Do treatment patterns alter beliefs cancer patients hold regarding oral oncolytic agents?

OBJECTIVE: Cancer patients, particularly those prescribed with oral oncolytic medications, face treatment side effects and temporary and permanent stoppages of treatment. This research examines how events during treatment affect patients' beliefs regarding oral oncolytic medications. METHODS: A total of 272 cancer patients initiating 1 of 28 oral oncolytic agents were followed for 12 weeks. Assessments of Beliefs About Medications Questionnaire, symptoms, physical function, and depression measures were performed during telephone interviews at intake (medication start) and 4, 8, and 12 weeks. Electronic medical record audits identified dates of temporary and permanent medication stoppages. Linear mixed-effects models were used for longitudinal analyses of the Beliefs About Medications Questionnaire scores in relation to patient characteristics, symptom severity, and medication stoppages. RESULTS: Over the initial 12 weeks, beliefs about the necessity of oral medications have increased, concerns have decreased, and interference of medications with daily lives has increased. Permanent stoppage of a medication predicted significant declines in beliefs about its necessity over time. Male patients, those less educated, those reporting higher symptom severity, and those experiencing temporary stoppages had greater concerns. Interference of medications with daily life was higher for males, increased with higher symptom severity, and differed by drug category. CONCLUSIONS: Patients' beliefs in the necessity of their oral medication were affected only by a permanent drug stoppage. Symptom severity, education, and patient sex affected patients' beliefs about their concerns with their medications and the interference medications posed for their daily lives. Interventions may need to target the distinct dimensions of beliefs during treatment with oral oncolytic agents.

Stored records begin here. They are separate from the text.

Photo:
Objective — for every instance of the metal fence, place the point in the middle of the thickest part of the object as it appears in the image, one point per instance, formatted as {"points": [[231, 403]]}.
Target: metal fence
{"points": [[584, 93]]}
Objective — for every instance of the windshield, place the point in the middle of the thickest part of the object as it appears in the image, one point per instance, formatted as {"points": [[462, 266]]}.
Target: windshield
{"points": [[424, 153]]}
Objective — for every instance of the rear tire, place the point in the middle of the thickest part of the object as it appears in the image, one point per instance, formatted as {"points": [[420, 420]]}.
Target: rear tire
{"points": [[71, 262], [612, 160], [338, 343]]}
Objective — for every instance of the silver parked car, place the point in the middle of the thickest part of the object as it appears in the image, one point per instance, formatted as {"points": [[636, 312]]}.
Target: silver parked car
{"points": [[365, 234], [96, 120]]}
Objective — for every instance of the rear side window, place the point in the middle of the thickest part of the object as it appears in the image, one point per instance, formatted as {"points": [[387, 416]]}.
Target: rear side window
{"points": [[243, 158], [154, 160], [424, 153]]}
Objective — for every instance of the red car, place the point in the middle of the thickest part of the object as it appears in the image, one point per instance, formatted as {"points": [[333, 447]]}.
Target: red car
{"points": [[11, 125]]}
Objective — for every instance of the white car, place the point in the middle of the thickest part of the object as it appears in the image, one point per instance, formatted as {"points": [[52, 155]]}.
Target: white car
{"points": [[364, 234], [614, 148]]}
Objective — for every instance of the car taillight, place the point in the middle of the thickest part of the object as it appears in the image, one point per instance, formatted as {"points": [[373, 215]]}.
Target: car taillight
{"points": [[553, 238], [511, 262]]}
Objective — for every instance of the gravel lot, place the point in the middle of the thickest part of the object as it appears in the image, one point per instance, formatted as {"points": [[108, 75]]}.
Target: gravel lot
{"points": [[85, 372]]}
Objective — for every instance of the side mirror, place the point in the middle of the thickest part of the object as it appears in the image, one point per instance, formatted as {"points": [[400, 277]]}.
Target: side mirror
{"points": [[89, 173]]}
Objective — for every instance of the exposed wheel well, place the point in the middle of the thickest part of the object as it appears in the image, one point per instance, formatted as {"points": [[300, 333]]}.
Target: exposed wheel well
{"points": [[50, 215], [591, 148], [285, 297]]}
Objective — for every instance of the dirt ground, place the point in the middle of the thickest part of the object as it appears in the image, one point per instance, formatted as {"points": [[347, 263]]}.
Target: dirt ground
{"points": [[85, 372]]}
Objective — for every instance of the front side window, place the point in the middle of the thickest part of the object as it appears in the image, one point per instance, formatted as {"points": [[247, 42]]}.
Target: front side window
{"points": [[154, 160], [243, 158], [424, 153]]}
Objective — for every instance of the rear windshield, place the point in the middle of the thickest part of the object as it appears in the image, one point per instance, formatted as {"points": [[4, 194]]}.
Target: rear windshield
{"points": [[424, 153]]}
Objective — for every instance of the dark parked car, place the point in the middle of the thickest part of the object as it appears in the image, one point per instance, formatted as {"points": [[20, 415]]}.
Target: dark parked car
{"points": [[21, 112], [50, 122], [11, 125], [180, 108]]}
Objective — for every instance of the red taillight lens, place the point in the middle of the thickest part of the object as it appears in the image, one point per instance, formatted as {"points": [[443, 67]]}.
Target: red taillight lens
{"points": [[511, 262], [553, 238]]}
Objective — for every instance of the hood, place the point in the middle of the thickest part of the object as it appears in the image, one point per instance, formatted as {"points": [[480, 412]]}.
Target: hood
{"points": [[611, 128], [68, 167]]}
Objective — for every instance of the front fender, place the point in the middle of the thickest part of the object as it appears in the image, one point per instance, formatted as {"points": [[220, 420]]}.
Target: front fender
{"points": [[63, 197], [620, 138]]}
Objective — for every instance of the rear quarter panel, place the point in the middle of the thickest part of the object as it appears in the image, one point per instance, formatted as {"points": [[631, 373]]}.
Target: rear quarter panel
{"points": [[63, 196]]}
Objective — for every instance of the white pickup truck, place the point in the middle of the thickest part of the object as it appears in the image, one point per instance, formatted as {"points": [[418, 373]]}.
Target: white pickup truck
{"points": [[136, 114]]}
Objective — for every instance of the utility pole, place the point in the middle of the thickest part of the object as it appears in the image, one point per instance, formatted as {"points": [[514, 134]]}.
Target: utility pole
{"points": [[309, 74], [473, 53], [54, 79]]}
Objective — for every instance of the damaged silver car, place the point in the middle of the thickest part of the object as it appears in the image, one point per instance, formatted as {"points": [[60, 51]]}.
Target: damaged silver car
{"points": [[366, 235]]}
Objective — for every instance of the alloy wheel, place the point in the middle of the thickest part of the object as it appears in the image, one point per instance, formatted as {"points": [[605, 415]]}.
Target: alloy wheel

Medication Burden of Treatment Using Oral Cancer Medications.

OBJECTIVE: With the changes in healthcare, patients with cancer now have to assume greater responsibility for their own care. Oral cancer medications with complex regimens are now a part of cancer treatment. Patients have to manage these along with the management of medications for their other chronic illnesses. This results in medication burden as patients assume the self-management. METHODS: This paper describes the treatment burdens that patients endured in a randomized, clinical trial examining adherence for patients on oral cancer medications. There were four categories of oral agents reported. Most of the diagnoses of the patients were solid tumors with breast, colorectal, renal, and gastrointestinal. RESULTS: Patients had 1-4 pills/day for oral cancer medications as well as a number for comorbidity conditions (>3), for which they also took medications (10-11). In addition, patients had 3.7-5.9 symptoms and side effects. Patients on all categories except those on sex hormones had 49%-57% drug interruptions necessitating further medication burden. CONCLUSIONS: This study points out that patients taking oral agents have multiple medications for cancer and other comorbid conditions. The number of pills, times per day, and interruptions adds to the medication burden that patients' experience. Further study is needed to determine strategies to assist the patients on oral cancer medications to reduce their medication burden.